In my view, the coolest thing about Kahneman’s work is in the design of the studies he conducted in the 60s and 70s. As an example, he demonstrated that when people are asked to make an estimate when they are uncertain about the boundaries, they rely on anything in the environment on which to ‘anchor.’ He demonstrated this by asking people to estimate how many countries were in the United Nations and then spinning a roulette wheel in front of them. Their estimates were consistently closer to the number on the roulette wheel than to any other value. Wicked awesome Kahneman! This finding is the basis for my paper on anchoring in the performance evaluation process (see latham budworth yanar whyte.pdf).

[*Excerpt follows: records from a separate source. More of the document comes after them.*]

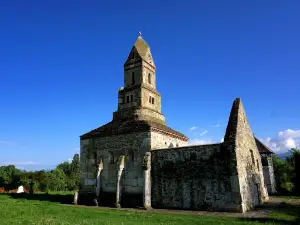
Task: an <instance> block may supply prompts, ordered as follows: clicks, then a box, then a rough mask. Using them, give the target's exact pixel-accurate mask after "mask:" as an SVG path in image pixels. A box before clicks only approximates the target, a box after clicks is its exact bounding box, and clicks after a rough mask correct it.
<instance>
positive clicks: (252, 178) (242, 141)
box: [224, 98, 268, 212]
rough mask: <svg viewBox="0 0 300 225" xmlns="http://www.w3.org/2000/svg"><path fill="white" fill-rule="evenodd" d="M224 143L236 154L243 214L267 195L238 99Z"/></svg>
mask: <svg viewBox="0 0 300 225" xmlns="http://www.w3.org/2000/svg"><path fill="white" fill-rule="evenodd" d="M224 141H225V142H227V143H230V145H231V148H233V149H234V151H235V153H236V164H237V175H238V180H239V186H240V193H241V197H242V211H243V212H245V211H248V210H250V209H252V208H254V207H255V206H257V205H259V204H261V203H262V202H263V201H265V200H268V193H267V190H266V187H265V184H264V178H263V172H262V171H263V168H262V164H261V157H260V153H259V151H258V149H257V145H256V142H255V139H254V135H253V133H252V131H251V129H250V125H249V123H248V120H247V117H246V113H245V110H244V106H243V104H242V101H241V99H239V98H237V99H236V100H235V101H234V102H233V105H232V109H231V113H230V118H229V122H228V125H227V129H226V134H225V138H224Z"/></svg>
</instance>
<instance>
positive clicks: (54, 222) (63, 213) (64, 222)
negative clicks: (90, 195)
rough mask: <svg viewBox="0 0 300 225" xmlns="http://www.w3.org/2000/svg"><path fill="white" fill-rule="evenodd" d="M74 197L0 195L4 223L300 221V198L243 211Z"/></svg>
mask: <svg viewBox="0 0 300 225" xmlns="http://www.w3.org/2000/svg"><path fill="white" fill-rule="evenodd" d="M72 200H73V195H72V193H52V194H35V195H34V196H33V197H30V196H28V195H27V194H21V195H20V194H11V195H7V194H1V195H0V203H1V206H2V207H1V211H0V218H1V224H26V225H27V224H55V225H56V224H61V225H65V224H70V225H71V224H72V225H75V224H76V225H77V224H78V225H79V224H80V225H81V224H89V225H90V224H97V225H98V224H124V225H127V224H128V225H133V224H139V225H148V224H149V225H150V224H155V225H159V224H161V225H163V224H168V225H170V224H178V225H179V224H180V225H181V224H224V225H226V224H230V225H232V224H251V225H252V224H276V225H277V224H291V225H294V224H295V225H296V224H297V225H299V224H300V217H299V216H300V197H271V198H270V201H269V202H268V203H265V204H264V205H262V206H261V207H259V208H258V209H256V210H254V211H251V212H247V213H244V214H241V213H217V212H199V211H178V210H158V209H156V210H150V211H144V210H134V209H111V208H102V207H87V206H74V205H71V203H72Z"/></svg>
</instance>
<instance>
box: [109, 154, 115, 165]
mask: <svg viewBox="0 0 300 225" xmlns="http://www.w3.org/2000/svg"><path fill="white" fill-rule="evenodd" d="M109 163H110V164H114V163H115V156H114V153H113V152H110V153H109Z"/></svg>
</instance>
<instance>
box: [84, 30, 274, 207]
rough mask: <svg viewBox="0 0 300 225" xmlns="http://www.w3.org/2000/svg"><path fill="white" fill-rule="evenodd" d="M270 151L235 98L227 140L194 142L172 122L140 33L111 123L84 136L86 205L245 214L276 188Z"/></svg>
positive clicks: (230, 115) (229, 122)
mask: <svg viewBox="0 0 300 225" xmlns="http://www.w3.org/2000/svg"><path fill="white" fill-rule="evenodd" d="M270 154H273V152H272V151H271V150H270V149H269V148H267V147H266V146H265V145H264V144H262V143H261V142H260V141H259V140H258V139H256V138H255V137H254V135H253V133H252V131H251V129H250V126H249V123H248V120H247V118H246V114H245V111H244V107H243V104H242V101H241V99H240V98H237V99H235V100H234V102H233V105H232V109H231V113H230V117H229V121H228V125H227V129H226V134H225V137H224V142H223V143H217V144H210V145H194V146H191V145H188V138H187V137H186V136H185V135H184V134H182V133H180V132H178V131H175V130H174V129H172V128H170V127H168V126H167V124H166V122H165V117H164V115H163V114H162V111H161V95H160V94H159V92H158V91H157V90H156V67H155V63H154V60H153V57H152V54H151V51H150V47H149V45H148V44H147V43H146V42H145V40H144V39H143V38H142V37H141V35H139V37H138V38H137V40H136V42H135V44H134V46H133V47H132V49H131V51H130V53H129V56H128V58H127V60H126V62H125V64H124V87H122V88H120V89H119V90H118V109H117V111H116V112H114V113H113V119H112V121H111V122H109V123H107V124H105V125H103V126H101V127H99V128H97V129H94V130H92V131H90V132H88V133H86V134H84V135H82V136H80V163H81V167H80V190H79V203H82V204H84V202H88V201H90V202H91V201H92V199H94V198H97V200H98V202H99V204H100V205H107V206H113V205H114V206H116V207H143V208H151V207H153V208H169V209H193V210H210V211H234V212H245V211H247V210H250V209H252V208H253V207H255V206H256V205H258V204H260V203H262V202H263V201H267V200H268V191H269V192H275V182H274V173H273V167H272V161H271V160H270V157H269V156H270Z"/></svg>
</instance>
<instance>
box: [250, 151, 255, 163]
mask: <svg viewBox="0 0 300 225" xmlns="http://www.w3.org/2000/svg"><path fill="white" fill-rule="evenodd" d="M250 154H251V159H252V163H253V164H255V161H254V155H253V151H252V150H250Z"/></svg>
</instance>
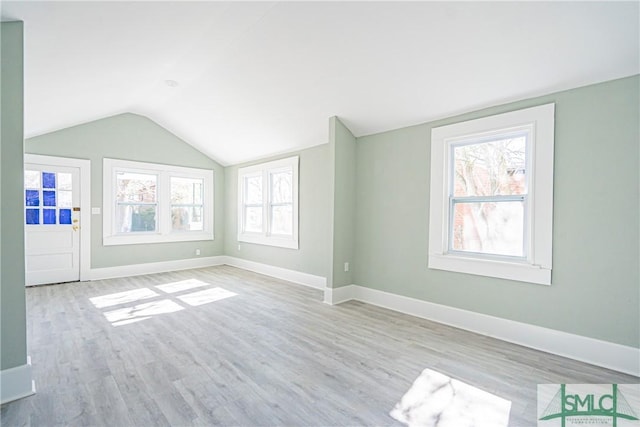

Kahneman is in the news again because he released a new book, Thinking Fast and Slow. It is an excellent combination of his classic work with Tversky and his understanding of the new advances in the field of decision making. He describes two mental processes – the thinking that we do automatically and that which is deliberate. These are the fast and slow processes. In classic Kahneman story telling, he explains how we think and describes the errors that we are prone to make given our tendency to rely on our automatic processing. If you have the time, pick it up and read it – slowly and deliberately. If you don’t, check back in a couple weeks and I will provide the Cole’s notes version – and perhaps some inspiration that it has given me for a new piece of research.